De plus, l’esprit pionnier de la nouveauté soufflait et les jeux informatiques représentaient une possibilité de se démarquer du monde des adultes, car ces derniers toléraient au mieux les « jeux » de leurs enfants, mais n’étaient pas (encore) intéressés à y participer.
Les années 1990 – la naissance de l’immersion
Dans les années 1990, le secteur de l’informatique a connu une accélération technologique massive qui a maintenu l’ambiance de ruée vers l’or et permis aux joueurs de découvrir des nouveautés spectaculaires.
Au début de la décennie, l’époque où les joueurs devaient se contenter d’une mémoire centrale de seulement 64 Ko était révolue. L’Amiga et le PC ont ainsi pris le pas sur le Commodore, dont la fin s’était déjà profilée vers la fin des années 1980. Ceux qui possédaient un Amiga 1200 avaient, avec 1,2 Mo, beaucoup plus de puissance sous le capot.
La révolution technologique a rendu possible la création de simulations et de jeux de construction complexes comme Wing Commander (1990), Red Baron 1990, Civilization (1991), Gunship 2000 (1992) SimCity 2000 (1993), Theme Park (1994), Resident Evil 1996, Anno 1602 (1998), Caesar III (1998) et Star Wars (1998). Ce tournant a conduit successivement à la connectivité des jeux informatiques avec le monde des adultes.

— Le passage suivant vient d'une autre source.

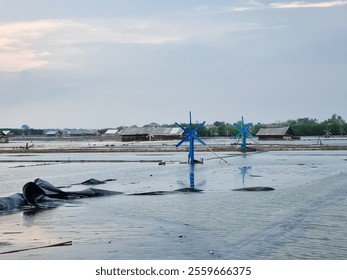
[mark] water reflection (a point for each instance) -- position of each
(192, 177)
(244, 170)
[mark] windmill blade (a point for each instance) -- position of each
(183, 128)
(184, 139)
(238, 134)
(199, 140)
(248, 126)
(249, 134)
(238, 140)
(198, 127)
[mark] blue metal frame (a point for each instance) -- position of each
(191, 135)
(243, 132)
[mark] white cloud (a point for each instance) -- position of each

De même, des jeux de football populaires tels que Sensible Soccer et Fifa ont vu le jour. Les joueurs pouvaient désormais se plonger dans leur univers de jeu pendant des mois et participer à leurs progrès et à leurs succès. Les meilleurs jeux sont devenus un bien culturel – il n’est donc pas étonnant qu’ils continuent à jouir d’un statut culte parmi les joueurs, dans le sillage de la vague rétro nostalgique.